3.6.2.3. Vibrational analysis of C–F. To assess the interaction of aromatic rings with halogen atoms from a functional group perspective, the stretching vibration for F–C is quite important. The detected infrared for this stretching is in the range of 1100–1300 cm−1. The C–F stretching for compound C is stretched at 1250 cm−1 theoretically and experimentally; it was observed in the range of 1135 cm−1. The theoretical and actual values of compound A for C–F stretching vibration were observed at 1127 cm−1 and 1135 cm−1, respectively. From the theoretical and experimental results, no peak appeared for compound B of the same stretching, indicating that no halogen group was present in the B precursor compound.

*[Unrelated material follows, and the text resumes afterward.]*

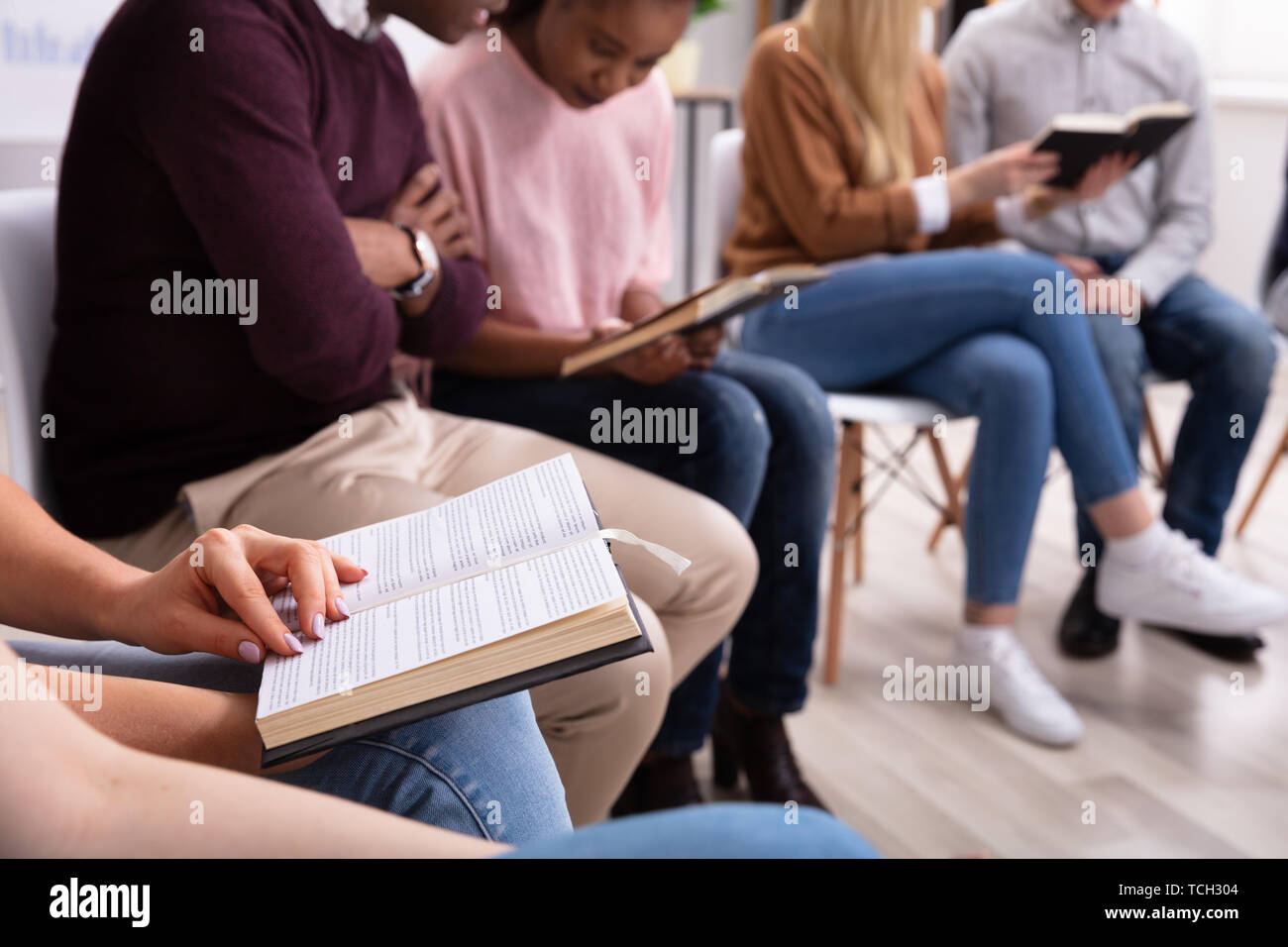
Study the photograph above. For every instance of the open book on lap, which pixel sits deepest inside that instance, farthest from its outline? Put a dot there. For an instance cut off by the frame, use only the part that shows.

3.6.2.4. Vibrational analysis of the C–OH and alcoholic OH groups. The O–H and C–O stretching vibrations have characteristic bands in the range of 3650–3400 cm−1 and 1300–1000 cm−1, respectively, as reported in the literature. For target compound C, the O–H stretching appeared at 3327 cm−1 in the experimental results, but theoretically, no peak was observed in this range. The intense peak of the C–O stretching for compound C was observed at 1248 cm−1 theoretically and in the actual study; this vibration stretching appeared at 1018 cm−1. In compound A, no peak was observed theoretically and experimentally in this range, clearly indicating that the alcoholic group was not present in compound A. Compound B showed the peak for O–H and C–O stretching at 3808 cm−1 and 1026 cm−1 theoretically, respectively.

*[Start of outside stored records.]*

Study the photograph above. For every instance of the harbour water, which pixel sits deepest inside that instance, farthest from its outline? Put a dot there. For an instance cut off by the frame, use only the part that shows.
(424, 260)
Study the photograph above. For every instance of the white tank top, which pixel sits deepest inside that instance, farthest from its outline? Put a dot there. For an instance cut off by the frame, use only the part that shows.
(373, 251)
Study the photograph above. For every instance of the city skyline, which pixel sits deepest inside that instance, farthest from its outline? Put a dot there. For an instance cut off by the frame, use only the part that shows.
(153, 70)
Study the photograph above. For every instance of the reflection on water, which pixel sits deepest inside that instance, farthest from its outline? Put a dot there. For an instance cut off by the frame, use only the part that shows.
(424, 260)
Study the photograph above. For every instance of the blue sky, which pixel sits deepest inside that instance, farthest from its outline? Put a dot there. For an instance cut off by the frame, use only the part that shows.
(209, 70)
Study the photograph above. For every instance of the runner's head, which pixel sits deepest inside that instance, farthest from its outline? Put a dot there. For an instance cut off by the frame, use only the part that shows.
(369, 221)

3.6.2.5. Vibration analysis of C–N and N–H stretching. To identify the nitrogen group in the compound, N–H stretching in the infrared spectrum is very important. The N–H and C–N stretching of aromatic compounds are observed in the range of 3500–3100 cm−1 and 1250–1450 cm−1, respectively, in the literature. No peak was observed in the range of N–H stretching for compound C, clearly indicating that no hydrogen was attached to the nitrogen atom in compound C. The C–N vibration stretching for compound C is observed at 1420 cm−1 in the theoretical study, while in the experimental study, the peak of the same stretching is observed at 1400 cm−1. Compound A showed N–H stretching at 3163 cm−1 in the experimental analysis, but in the theoretical analysis, this stretching was observed at 3106.81 cm−1. The C–N vibration peak for compound A was observed at 1216 cm−1 and 1445 cm−1 by experimental and theoretical analyses, respectively. Further, no peak appeared for compound B in the range of both stretching vibrations C–N and N–H, indicating that no nitrogen group was present in compound B.

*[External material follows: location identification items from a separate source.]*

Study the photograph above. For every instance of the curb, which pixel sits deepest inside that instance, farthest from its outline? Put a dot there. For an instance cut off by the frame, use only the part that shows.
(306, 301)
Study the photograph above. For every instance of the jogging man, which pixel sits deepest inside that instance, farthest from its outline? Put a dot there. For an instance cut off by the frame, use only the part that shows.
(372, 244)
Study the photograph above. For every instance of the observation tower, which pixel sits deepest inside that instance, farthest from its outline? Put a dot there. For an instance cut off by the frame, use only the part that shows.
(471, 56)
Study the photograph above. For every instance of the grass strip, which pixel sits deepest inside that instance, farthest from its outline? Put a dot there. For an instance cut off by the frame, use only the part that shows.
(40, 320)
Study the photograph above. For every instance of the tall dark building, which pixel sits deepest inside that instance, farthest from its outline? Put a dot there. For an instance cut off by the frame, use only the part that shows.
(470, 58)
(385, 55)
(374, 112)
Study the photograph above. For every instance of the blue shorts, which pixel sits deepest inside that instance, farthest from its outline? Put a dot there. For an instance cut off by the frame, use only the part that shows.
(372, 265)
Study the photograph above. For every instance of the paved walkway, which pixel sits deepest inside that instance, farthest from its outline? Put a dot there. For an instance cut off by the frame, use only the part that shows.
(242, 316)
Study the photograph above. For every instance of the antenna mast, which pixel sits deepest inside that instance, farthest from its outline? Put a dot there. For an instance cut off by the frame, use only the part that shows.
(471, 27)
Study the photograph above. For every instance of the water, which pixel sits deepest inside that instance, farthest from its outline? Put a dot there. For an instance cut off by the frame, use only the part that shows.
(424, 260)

3.6.3. NMR characterization of the target compound. Nuclear magnetic resonance spectroscopy is employed to examine the chemical surroundings, investigate molecular dynamics and ascertain the molecular structures. This study's main objective is to evaluate the GIAO technique of NMR using experimentally obtained values of hit compounds. The 13C and 1H NMR were calculated using DFT/B3LYP, and a 6-311G basis set was used in the input file of the optimized structure of the tilted compounds. The DMSO solvent was employed in both the GIAO and actual methods. If no comparable reference compound was chosen, conformers were not statistically treated, and the solvent effect, particularly for polar solvents, was not present; there would be some discrepancies and differences between theoretically estimated and experimentally obtained values for nuclear shielding. The reference utilized for all the target compounds in the computational study is TMS B3LYP/6-311 + G(d,p).

The highest theoretical chemical shift value of 13C-NMR of co-drug C is 202.83 ppm, and the peak of this carbon was observed at 174.9 ppm. The irregularity in both peaks is due to the dependence on the surrounding functional groups present. The theoretical and experimental chemical shift values are close to each other, validating the experimental peaks, but the peak of C-20 appeared at δ 77.49 ppm in the GIAO method, but in the actual study, the peak of this carbon appeared at δ 98.6 ppm because of the presence of the pyran ring. The chemical shift values of 1H NMR were found to agree with the experimental values (Table 5 and Fig. 10).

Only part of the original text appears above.